Et Moonraker [Lewis Gilbert, 1979], alors ? Le plaisir de jouer le méchant dans James Bond, ça ne compte pas ?
C’est de la bande dessinée. On m’a dit : « Tu fais jamais de films commerciaux », j’ai dit « bah je vais vous en faire un ». 457 millions de spectateurs, c’est pas mal ! Je jouais ça à l’anglaise… avec ce géant de 2,18 m, Richard Kiel [Jaws], gentil comme tout. On est allé présenter le film à New York, trois mille invités, dont Frank Sinatra, tout le monde hurlait, sifflait, applaudissait…
Votre film préféré, c’est Ordet de Carl Theodor Dreyer [1955]. Pourquoi ?
On y trouve une résurrection, ce que je n’avais jamais vu au cinéma. L’héroïne meurt en mettant son bébé au monde. Sa petite fille va trouver le fils un peu simplet, mystique, qui récite tout le temps les psaumes, en lui disant « Viens, tu vas ressusciter Maman. » Il fait une courte prière, suspens terrible, plan fixe sur le visage qui ne bouge pas, timing merveilleux, on espère, on a peur, puis tout à coup elle ouvre les yeux… C’est le triomphe de l’enfance.
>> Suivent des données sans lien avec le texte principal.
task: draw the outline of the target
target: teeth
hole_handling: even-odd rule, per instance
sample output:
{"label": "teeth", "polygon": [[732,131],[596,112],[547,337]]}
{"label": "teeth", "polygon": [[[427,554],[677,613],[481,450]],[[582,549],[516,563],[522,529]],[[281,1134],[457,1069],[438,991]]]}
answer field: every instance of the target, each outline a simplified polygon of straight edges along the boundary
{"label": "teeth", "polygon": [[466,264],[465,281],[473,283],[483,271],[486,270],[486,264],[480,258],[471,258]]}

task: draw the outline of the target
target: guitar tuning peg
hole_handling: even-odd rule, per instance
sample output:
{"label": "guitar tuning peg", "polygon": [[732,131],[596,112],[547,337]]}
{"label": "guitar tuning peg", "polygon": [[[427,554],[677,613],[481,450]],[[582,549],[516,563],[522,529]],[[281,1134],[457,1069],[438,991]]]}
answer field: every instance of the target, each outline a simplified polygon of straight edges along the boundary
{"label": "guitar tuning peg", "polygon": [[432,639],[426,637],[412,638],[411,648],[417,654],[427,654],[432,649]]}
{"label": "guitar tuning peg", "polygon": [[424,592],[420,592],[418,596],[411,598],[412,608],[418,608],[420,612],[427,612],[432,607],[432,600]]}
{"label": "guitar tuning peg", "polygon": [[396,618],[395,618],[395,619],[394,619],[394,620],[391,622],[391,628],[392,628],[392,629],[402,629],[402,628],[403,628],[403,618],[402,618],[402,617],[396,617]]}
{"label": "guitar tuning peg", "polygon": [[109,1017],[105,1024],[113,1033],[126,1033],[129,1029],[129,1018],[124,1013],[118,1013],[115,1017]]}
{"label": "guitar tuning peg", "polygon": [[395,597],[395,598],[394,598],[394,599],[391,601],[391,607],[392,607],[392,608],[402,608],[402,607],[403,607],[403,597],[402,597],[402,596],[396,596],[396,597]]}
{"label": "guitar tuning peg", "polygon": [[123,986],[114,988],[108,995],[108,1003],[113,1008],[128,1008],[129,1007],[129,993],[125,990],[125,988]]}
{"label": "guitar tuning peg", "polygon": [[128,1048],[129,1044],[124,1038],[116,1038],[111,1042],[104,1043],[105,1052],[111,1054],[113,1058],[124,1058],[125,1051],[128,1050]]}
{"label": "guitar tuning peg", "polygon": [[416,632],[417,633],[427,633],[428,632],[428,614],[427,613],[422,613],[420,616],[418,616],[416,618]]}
Grand homme, Dreyer.
C’est aussi l’un des préférés de Nicolas Sarkozy….
Ah ? Bah voilà ! Il s’est planté. Dans tous les journaux, tous les jours, il y avait quatre articles sur lui, non, non, non. Il n’y avait pas de retenue, pas de distance. Ça ne m’intéresse pas trop, mais il a déçu les gens, il avait tellement promis… J’ai bien peur que ce soit pareil avec le nouveau. La France est dans une situation pitoyable.
Vous croyez en la résurrection ?
Bien sûr. Le Christ ne ment pas. Quand il dit au bon larron, sur la croix, « aujourd’hui tu seras avec moi dans le paradis », c’est que celui-ci existe. Comment il est ? Serons-nous encore des corps, faut-il croire à la résurrection de la chair ? Et pour ceux qui ont été pulvérisés par une bombe, écrabouillés ? On ne sait pas. C’est une affaire de confiance, oui.
Sous quelle forme aimeriez-vous revenir ?
Celle que Dieu voudra, ce n’est pas moi qui décide. Le paradis, c’est sûrement bien [il rit].
Vous tiendrez bientôt le premier rôle de Gebo et l’ombre…
Un mélo incroyable. Dans une famille modeste, le père, Gebo, est comptable dans une grande société à la fin du siècle dernier, au Portugal. Il est marié à une femme (Claudia Cardinale) qui pleure tout le temps parce que leur fils est en prison, et un jour, il ramène une malle pleine d’argent à la maison et [il raconte le film en entier]… On le présente à Venise en septembre.
… le réalisateur, Manoel de Oliveira, a 103 ans. En pleine forme ? 
Mon centenaire… Merveilleux bonhomme, un peu en retrait, qui ne parle pas très fort. Il ne dirige pas les acteurs, qui selon lui savent mieux comment il faut faire, et s’occupe surtout des places, « mettez-vous là », etc. Le dernier jour on a mangé à la cantine, on s’est mis à côté, il y avait trop de bruit, il m’a parlé pendant un quart d’heure, j’ai rien compris. Sa femme était là aussi sur le tournage, 95 ans, avec son petit chapeau, son rouge à lèvres.
Dans le livre, il n’y a rien sur votre vie privée. Condition sine qua none ?
Il n’y a pas à en parler. Quand on commence à raconter ses sentiments, ça devient de l’indiscrétion. Moi, je suis très anglais là-dessus, c’est trop intime. Il ne faut pas étaler tous ses secrets, je trouve ça prétentieux. Le public n’a pas le droit de tout savoir, pas du tout. Il ne faut pas que ça devienne des ragots dans Gala ou d’autres magazines. Toujours laisser une part d’inconnu.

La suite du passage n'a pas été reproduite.